His Liberty Global international media firm owns TV3 and Virgin Media here and is awaiting regulatory approval for its purchase of UTV Ireland. He also recently added the Spencer, Morgan, and Beacon hotels to his growing portfolio.
Taking advantage of soaring room rates and room demand in the Dublin area, Mr Malone’s firm has filed a planning application to add a seven-storey, 97-bedroom extension to the Hilton Hotel to An Bord Pleanála.
In July, Dublin City Council gave Mr Malone’s Charlemont Leisure the go-ahead for the plan.
That will mean the Hilton Dublin City Hotel will have 305 bedrooms if the extension project gets final approval from all the planning authorities.
Mr Malone is reputed to be the largest landowner in the US. He purchased the Hilton Hotel for around €30m in 2014.
However, appeals have been lodged to An Bord Pleanála by Harcourt Green Management Ltd and Alvin Price. A decision is expected by the appeals board at the end of this month.
Underlining the demand for hotel rooms, a recent report from the Irish Tourist Industry Confederation showed there was a requirement for 30 additional hotels, providing 5,000 more rooms, in the capital by 2021.

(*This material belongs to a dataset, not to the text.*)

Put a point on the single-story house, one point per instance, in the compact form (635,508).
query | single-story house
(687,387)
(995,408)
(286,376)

According to a report attached to the Hilton accounts, the directors state that the hotel has traded well in the financial year and that the directors “are confident in the hotel’s prospects”.
Numbers employed by the company last year decreased from 96 to 92. Staff costs, meantime, rose sharply from €2m to €2.76m.
The profit takes account of non-cash depreciation costs of €808,503. The firm’s corporation tax bill totalled €492,512, including a €372,508 payment of tax in 2015 and an underprovision of €120,004 in the previous year.
Profits after tax came out at €1.83m. Including €3m in accumulated profits, shareholder funds at the hotel firm last year topped €21.45m. The firm’s cash during the year increased from €2.97m to €3.4m.